In conversations with my principal, I learned that unconferences in the tech or business worlds are often even less structured than ours–topics/sessions are posted continuously, even during the event; you’re not locked into any one session, but you drop in as many as you want, and stay for as long as it’s useful to you. There’s no one ‘facilitator,’ whoever is interested continues the conversation. When I first learned that, I thought, no way could we do that–we’re teachers! We like to plan ahead, we like to know who is coming to our session so we can tailor our instruction, we could never “walk out” on a colleague’s session before it’s over, just to check out something new! But last week, in my role as organizer of the unconferences, I got to experience them exactly that way. I dropped in on every session (almost!), ostensibly to make sure everything was running smoothly, but found myself jotting notes (get that powerpoint! follow up with x about that feature!), quotes, and impressions from each one. I was blown away by the range of topics, and had a blast learning a little bit about a lot of things.

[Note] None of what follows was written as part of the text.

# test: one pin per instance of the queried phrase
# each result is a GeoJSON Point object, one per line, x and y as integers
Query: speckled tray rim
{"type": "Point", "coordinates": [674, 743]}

The way we’re doing unconferences is still steeped in the model of a traditional conference. You sign up, you attend, the “expert” facilitates. Yes, there are absolutely differences that increase engagement and empower teachers and staff, and that’s great. But I wonder if we could go further? Especially when thinking about who is still not being served, even with the unconference model–specialists, guidance, school nurses–all those members of a school community who are expected to attend professional development sessions which are overwhelmingly geared towards classroom teachers. If we went rogue, if we tried a “true” unconference model, would that create more opportunities for relevant professional learning for all parties?